Também datadas apenas para 2023 estão a revisão do regime de distribuição de fruta, produtos hortícolas e leite nas escolas (“EU School Scheme”) e a proposta para a definição de metas comunitárias para a redução do desperdício alimentar.
A Estratégia de Biodiversidade, entre outras medidas, propõe converter pelo menos 30% das terras e mares da Europa em zonas protegidas e geridas eficazmente e repor elementos paisagísticos de grande diversidade em, pelo menos, 10 % da superfície agrícola.
A estratégia propõe, entre outras coisas, estabelecer metas vinculativas para restaurar ecossistemas e rios danificados, melhorar a saúde dos habitats e espécies protegidas da UE, trazer de volta os polinizadores para as terras agrícolas, reduzir a poluição, tornar as cidades mais verdes, aprimorar a agricultura orgânica e práticas agrícolas e melhorar a saúde das florestas europeias.

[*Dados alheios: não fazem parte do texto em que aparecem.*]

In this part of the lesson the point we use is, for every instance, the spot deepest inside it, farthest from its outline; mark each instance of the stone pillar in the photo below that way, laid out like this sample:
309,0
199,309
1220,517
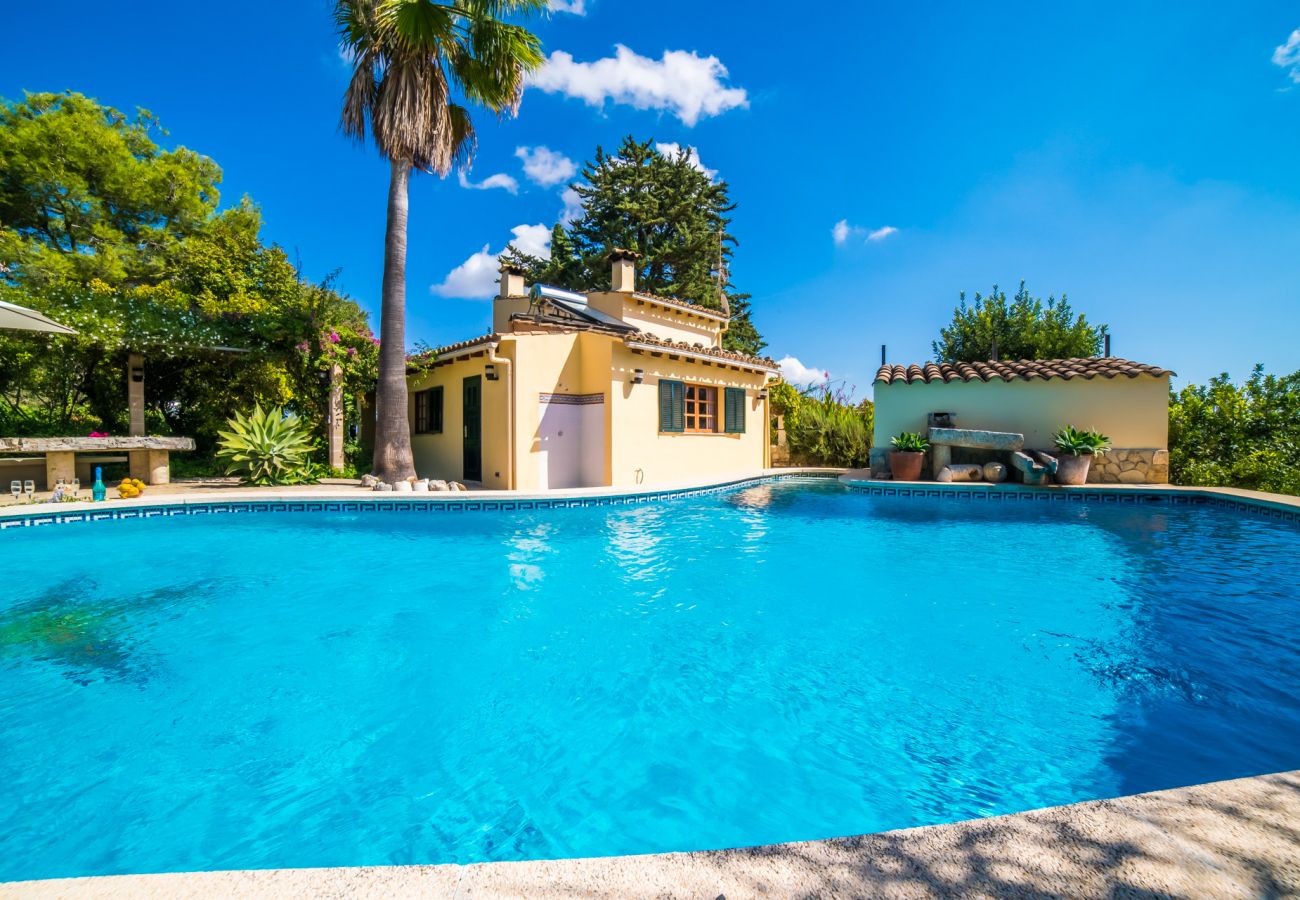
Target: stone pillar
60,464
336,418
135,394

Para a Estratégia de Biodiversidade será desbloqueado um financiamento de 20 mil milhões de euros por ano, proveniente de várias fontes, incluindo fundos da UE e financiamento nacional e privado.
No entanto, relativamente à conservação marinha, a Estratégia peca por não contemplar propostas concretas para a contaminação por químicos, tais como aquelas focadas na diminuição da poluição generalizada por microplásticos.
Não contém também propostas na área de poluição sonora sub-aquática ou luminosa, nem de perda de contentores em comércio marítimo, nem contempla medidas para a exploração de hidrocarbonetos em Áreas de Marinha Protegida, esquecendo por completo a mineração em águas profundas.
O eurodeputado acrescenta ainda que “é muito positivo ver que esta estratégia reconhece a importante relação entre o surto de COVID-19, tal como outras doenças zoonóticas, e o impacto da exploração e comércio de animais selvagens no nosso ambiente”.
Divulgadas as Estratégias, inicia-se agora o período de escrutínio das mesmas por parte do PE e do Conselho da UE, tendo em vista a sua aprovação ou rejeição.